Max comment depth reached. Bringing this back up to where it was first relevant:
To call a behavior "misogynistic" is to express a low opinion of it, or detract from the character of the person exhibiting that behavior.
Ok?
No. Look at the definition.
Context implies at times a low opinion though that is not express to the meaning nor does it imply the word is derogatory.
Discriminatory ≠ derogatory.
I can't think of a single example of a time where a woman would be assessing a man's behavior towards her, deem it to be misogynistic, but not as a low opinion.
Sure, now is that the only way to use that descriptor? No.
Can you find a way to use "mansplaining" that isn't using the term derogatorily? No because it's an insult that happens to be a descriptor while misandrist or misogynist are descriptors that can be insults.
Can you think of an example?
An example of what using the phrase misogynistic without it being derogatory or your weird little setup?
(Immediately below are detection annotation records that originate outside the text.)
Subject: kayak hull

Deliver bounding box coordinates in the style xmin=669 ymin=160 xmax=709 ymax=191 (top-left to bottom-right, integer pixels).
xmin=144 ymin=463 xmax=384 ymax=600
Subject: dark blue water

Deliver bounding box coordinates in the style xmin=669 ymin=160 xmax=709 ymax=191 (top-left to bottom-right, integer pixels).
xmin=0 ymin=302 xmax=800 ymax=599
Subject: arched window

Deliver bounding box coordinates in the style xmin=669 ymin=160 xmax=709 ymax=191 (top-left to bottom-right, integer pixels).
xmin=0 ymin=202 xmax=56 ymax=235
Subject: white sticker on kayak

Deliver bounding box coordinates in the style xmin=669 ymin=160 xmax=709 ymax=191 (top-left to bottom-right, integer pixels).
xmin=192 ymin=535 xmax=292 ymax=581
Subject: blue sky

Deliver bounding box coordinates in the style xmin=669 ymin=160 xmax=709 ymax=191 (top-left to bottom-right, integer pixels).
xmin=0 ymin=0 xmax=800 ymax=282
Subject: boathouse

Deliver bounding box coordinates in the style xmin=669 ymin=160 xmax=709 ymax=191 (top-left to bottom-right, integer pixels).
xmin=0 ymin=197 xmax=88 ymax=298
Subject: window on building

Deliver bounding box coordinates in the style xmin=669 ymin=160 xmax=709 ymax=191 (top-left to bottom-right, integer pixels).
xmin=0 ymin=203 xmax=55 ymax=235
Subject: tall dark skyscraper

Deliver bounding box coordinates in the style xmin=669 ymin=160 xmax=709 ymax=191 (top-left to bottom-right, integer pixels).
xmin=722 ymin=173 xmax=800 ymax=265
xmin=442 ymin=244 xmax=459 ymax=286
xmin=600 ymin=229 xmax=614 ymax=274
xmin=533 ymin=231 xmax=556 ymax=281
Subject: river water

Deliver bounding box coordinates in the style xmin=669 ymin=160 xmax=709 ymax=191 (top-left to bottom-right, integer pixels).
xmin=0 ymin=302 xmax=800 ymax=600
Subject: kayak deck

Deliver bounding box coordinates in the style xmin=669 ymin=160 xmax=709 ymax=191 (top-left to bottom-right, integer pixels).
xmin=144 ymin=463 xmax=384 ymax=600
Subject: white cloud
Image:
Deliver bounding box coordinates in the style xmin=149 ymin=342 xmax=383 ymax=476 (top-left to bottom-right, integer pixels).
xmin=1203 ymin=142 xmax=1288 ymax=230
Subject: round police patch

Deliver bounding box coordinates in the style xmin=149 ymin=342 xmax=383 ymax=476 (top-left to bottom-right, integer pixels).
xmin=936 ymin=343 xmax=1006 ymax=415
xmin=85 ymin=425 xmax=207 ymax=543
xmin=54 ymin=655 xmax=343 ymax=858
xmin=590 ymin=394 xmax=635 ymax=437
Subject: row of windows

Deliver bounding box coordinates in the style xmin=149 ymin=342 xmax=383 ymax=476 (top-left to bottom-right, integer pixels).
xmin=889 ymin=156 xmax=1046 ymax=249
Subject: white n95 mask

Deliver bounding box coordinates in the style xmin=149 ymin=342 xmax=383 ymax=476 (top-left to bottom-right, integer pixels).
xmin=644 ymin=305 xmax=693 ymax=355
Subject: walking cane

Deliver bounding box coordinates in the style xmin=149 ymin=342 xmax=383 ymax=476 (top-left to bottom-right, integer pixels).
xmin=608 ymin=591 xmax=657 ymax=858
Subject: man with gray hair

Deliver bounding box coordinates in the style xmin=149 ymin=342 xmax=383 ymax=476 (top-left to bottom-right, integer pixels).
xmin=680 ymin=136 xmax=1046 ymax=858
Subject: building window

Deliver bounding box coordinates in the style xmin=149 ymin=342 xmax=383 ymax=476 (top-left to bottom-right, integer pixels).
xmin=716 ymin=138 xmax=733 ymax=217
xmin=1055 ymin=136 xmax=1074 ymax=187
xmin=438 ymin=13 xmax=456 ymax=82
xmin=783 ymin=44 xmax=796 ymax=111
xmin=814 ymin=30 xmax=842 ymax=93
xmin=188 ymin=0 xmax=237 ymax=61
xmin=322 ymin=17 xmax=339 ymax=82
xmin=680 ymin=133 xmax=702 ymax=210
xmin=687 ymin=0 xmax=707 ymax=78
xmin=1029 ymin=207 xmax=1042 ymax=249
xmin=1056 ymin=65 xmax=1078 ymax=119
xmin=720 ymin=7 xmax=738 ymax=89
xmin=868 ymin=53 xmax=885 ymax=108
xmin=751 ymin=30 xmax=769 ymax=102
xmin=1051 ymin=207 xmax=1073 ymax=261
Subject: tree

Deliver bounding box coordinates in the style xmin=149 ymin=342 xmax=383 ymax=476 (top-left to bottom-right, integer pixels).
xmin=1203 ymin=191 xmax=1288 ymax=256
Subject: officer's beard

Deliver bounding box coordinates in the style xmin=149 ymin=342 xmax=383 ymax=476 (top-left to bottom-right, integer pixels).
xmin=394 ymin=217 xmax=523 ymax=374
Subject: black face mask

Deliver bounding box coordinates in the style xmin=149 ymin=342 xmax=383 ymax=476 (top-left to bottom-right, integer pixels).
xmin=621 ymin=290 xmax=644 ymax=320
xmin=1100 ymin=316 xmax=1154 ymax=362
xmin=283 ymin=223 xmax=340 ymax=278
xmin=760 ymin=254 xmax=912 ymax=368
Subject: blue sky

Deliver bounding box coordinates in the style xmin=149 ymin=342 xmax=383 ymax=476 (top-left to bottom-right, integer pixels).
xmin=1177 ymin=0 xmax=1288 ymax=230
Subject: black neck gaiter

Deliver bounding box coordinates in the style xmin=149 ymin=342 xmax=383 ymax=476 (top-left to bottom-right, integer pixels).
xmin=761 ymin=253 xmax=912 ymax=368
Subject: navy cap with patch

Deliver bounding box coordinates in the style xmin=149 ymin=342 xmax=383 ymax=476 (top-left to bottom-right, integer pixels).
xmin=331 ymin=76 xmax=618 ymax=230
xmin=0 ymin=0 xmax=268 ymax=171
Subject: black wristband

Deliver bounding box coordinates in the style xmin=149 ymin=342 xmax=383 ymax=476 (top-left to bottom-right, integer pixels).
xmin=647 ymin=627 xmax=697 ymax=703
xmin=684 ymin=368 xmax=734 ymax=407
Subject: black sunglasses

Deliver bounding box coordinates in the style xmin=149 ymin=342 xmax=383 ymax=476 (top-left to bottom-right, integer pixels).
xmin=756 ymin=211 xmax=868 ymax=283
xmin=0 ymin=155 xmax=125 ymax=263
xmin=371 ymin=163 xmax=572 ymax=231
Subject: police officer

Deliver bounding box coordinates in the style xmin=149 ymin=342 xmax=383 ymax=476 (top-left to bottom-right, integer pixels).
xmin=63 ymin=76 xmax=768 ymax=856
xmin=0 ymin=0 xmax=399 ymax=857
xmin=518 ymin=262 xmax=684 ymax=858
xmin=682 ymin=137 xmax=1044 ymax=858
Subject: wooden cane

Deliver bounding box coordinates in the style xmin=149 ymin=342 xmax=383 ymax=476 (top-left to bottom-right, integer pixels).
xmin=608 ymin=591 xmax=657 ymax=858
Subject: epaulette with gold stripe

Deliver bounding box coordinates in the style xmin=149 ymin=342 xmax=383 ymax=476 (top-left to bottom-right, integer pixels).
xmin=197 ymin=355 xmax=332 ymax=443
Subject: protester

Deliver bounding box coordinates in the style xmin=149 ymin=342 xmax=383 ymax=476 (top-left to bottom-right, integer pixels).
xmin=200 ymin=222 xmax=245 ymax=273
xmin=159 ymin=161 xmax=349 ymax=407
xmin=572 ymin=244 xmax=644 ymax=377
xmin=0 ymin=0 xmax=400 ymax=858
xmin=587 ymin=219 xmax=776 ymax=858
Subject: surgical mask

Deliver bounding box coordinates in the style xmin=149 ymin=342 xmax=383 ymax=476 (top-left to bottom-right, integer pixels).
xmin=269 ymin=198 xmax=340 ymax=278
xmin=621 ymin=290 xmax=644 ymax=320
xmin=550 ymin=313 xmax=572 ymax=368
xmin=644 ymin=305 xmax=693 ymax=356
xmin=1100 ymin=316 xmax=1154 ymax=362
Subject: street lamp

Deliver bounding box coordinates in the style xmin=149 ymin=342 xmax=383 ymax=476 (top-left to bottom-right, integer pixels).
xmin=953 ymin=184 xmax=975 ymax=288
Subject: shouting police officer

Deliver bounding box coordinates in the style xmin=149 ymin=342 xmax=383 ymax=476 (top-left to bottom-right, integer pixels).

My entire point is you cannot use mansplaining without it being an insult thusly it's a sexist slur.
Yes.
Literally any academic paper on the matter where they use it as a descriptor, or I dunno the dictionary examples I've already provided that use it again as a descriptor. The reader adds bias, no one can help that but the insult isn't intended.
In all cases there is no explicit insult it's left to context and the readers perception.
Can you do the same with mansplaining? I'd say no.